上一篇文章讲到了神经网络分类边界的一些问题。这次再来探讨一下,对于非线性数据,神经网络的分类边界能够达到什么效果。已证明:只需一个包含足够多神经元的隐层,多层前馈网络就能以任意精度逼近任意复杂度的连续函数。
为了便于画出分类边界,这里采用Feature只有2维的二分类数据。简单起见,就采用sinx来随机生成数据好了。[微笑]
用sinx随机生成500个数据,根据数据在曲线的两端将其分成两个类别,数据分布图如下:
注意:图中红色的线是真实的曲线
![](http://latex.codecogs.com/png.latex?$$y=sin (x) $$)
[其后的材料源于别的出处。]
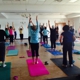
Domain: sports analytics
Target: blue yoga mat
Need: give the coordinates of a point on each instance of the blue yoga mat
(46, 45)
(12, 53)
(55, 52)
(7, 43)
(58, 44)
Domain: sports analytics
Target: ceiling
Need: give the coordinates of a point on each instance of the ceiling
(43, 8)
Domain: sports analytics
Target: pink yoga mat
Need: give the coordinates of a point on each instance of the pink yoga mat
(10, 47)
(36, 69)
(41, 43)
(29, 53)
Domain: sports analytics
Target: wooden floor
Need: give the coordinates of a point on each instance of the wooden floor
(19, 67)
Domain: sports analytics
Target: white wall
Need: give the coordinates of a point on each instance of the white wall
(17, 24)
(76, 24)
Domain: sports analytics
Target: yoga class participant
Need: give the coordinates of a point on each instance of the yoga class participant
(66, 39)
(21, 33)
(45, 33)
(52, 36)
(29, 33)
(34, 40)
(2, 46)
(41, 29)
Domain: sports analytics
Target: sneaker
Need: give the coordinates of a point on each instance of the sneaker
(4, 65)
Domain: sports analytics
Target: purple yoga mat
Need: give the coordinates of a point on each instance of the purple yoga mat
(29, 53)
(36, 69)
(11, 48)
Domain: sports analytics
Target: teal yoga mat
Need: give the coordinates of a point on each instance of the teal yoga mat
(12, 53)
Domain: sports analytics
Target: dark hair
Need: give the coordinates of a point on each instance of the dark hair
(66, 28)
(10, 27)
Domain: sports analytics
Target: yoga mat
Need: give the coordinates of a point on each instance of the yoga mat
(69, 71)
(36, 69)
(5, 73)
(12, 53)
(46, 45)
(67, 78)
(10, 47)
(56, 53)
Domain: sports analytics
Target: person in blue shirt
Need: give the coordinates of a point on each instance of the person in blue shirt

【吐槽一下,这个markdown编辑器里面怎么在文本中插入短公式 [忧桑] 】
仍然采用TensorFlow来实现一个简单的3层神经网络,将隐藏结点个数设置为20,随着网络参数的更新分类边界的变化如下:
第10000轮 第30000轮 第50000轮
随着迭代次数的增加,曲线的拟合越来越接近真实边界。
将隐藏层个数设置为500,第50000轮的结果如下:
似乎跟上面的图没有太大的区别。然而,太复杂的结构可能就会引起over-fitting等问题,而且上面隐层结点个数从20变到500后,训练时间明显有所增加。相同的配置下迭代50000次,2个隐层结点耗时26秒,20个隐层结点耗时32秒,而500个隐层结点耗时250秒。
TensorFlow训练code
import numpy as np
import tensorflow as tf
# Parameters
learning_rate = 0.1
batch_size = 100
display_step = 1
#model_path = "/home/lei/TensorFlow-Examples-master/examples/4_Utils/model.ckpt"
# Network Parameters
n_hidden_1 = 500 # 1st layer number of features
n_input = 2 # MNIST data input (img shape: 28*28)
n_classes = 2 # MNIST total classes (0-9 digits)
# tf Graph input
xs = tf.placeholder("float", [None, n_input])
ys = tf.placeholder("float", [None, n_classes])
# Create model
def multilayer_perceptron(x, weights, biases):
# Hidden layer with RELU activation
layer_1 = tf.add(tf.matmul(x, weights['h1']), biases['b1'])
layer_1 = tf.sigmoid(layer_1)
# Output layer with linear activation
out_layer = tf.add(tf.matmul(layer_1, weights['out']), biases['out'])
out_layer = tf.sigmoid(out_layer)
return out_layer
# Store layers weight & bias
weights = {
'h1': tf.Variable(tf.random_normal([n_input, n_hidden_1])),
'out': tf.Variable(tf.random_normal([n_hidden_1, n_classes]))
}
biases = {
'b1': tf.Variable(tf.random_normal([n_hidden_1])),
'out': tf.Variable(tf.random_normal([n_classes]))
}
# Construct model
prediction = multilayer_perceptron(xs, weights, biases)
# x_data = np.array([[0,0],[1,0],[1,1],[0,2],[2,2]])
# y_data = np.array([[1, 0],[0, 1],[0, 1],[0, 1],[0,1]])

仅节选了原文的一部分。